The referee was the centre of controversy again in the second half when he awarded Monaco a penalty for a foul by Nicolas Otamendi on Falcao as the striker stretched to reach an excellent ball in from the left. The official was probably the only person in the ground who spotted a foul – but thankfully for City, Caballero saved Falcao’s powderpuff penalty to keep his side in the tie.
City went into this match without new hero Jesus following his injury at Bournemouth last week but also without key defenders Vincent Kompany, Gael Clichy and Aleksandar Kolarov – all ruled out within the last seven days - and it left them with little option but to attack.
That made for an enjoyable all-action evening and although you wonder if the pace of the game played into Monaco’s hands, there was a feeling of elation at the Etihad when Aguero eventually equalised in the 58th minute minute.
It came after another lightning-quick break but also owed a lot to a terrible mistake from keeper Subasic who allowed the Argentine striker’s bobbling shot –to slip into the net.
This was Aguero’s 19th goal of the season – despite recent stories that he isn’t rated by Guardiola – but I was soon overshadowed by Falcao’s wonderful chip which put Monaco back in front and underlined that defending and not attacking is by far the biggest problem in this half of Manchester.. The Colombian may be 31 but he made mincemeat of Stones before exquisitely lifting a beautiful effort over Caballero’s head.
There’s no doubt Stones should have done better but what City fans can’t complain about, however, is their team’s passion and belief – because somehow they still turned the game around.
First, Aguero volleyed his side level with 20 minutes to go and then Stones, of all people, turned home a corner at the far post to send the Etihad into raptures. There was still time for Sane to tap home a fifth – and for Monaco to miss a chance at the other end – as a sensational night of football finally came to an end.
If the football world was, as Guardiola claimed, watching this tie closely and itching to pass judgement on his side, the only conclusion anyone could reach was this breathtaking match was one of the greatest of all time – between two wonderful attacking teams.

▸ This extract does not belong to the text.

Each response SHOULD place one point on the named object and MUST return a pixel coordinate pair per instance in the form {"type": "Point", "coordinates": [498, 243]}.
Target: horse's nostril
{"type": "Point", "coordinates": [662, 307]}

Can City defend? Can they really win every match this way? Probably not. But on this occasion that really isn’t something to complain about.
Caballero 6, Fernandinho 6 (Zabaleta 62; 6), Stones 6, Otamendi 5, Sagna 6, De Bruyne 7, Toure 7, Silva 7, Sterling 7 (Navas 89), Aguero 8 (Fernando 87), Sane 8. Subs: Bravo, Nolito, Delph, Iheanacho.
Subasic 5, Mendy 8, Raggi 6, Glik 7, Sidibe 7, Bakayoko 6, Fabinho 7, Mbappe 8 (Germain 79; 6), Lemar 7, Bernardo Silva 7 (Moutinho 85), Falcao 9. Subs: De Sanctis, Dirar,, Carrillo,, Diallo, Toure.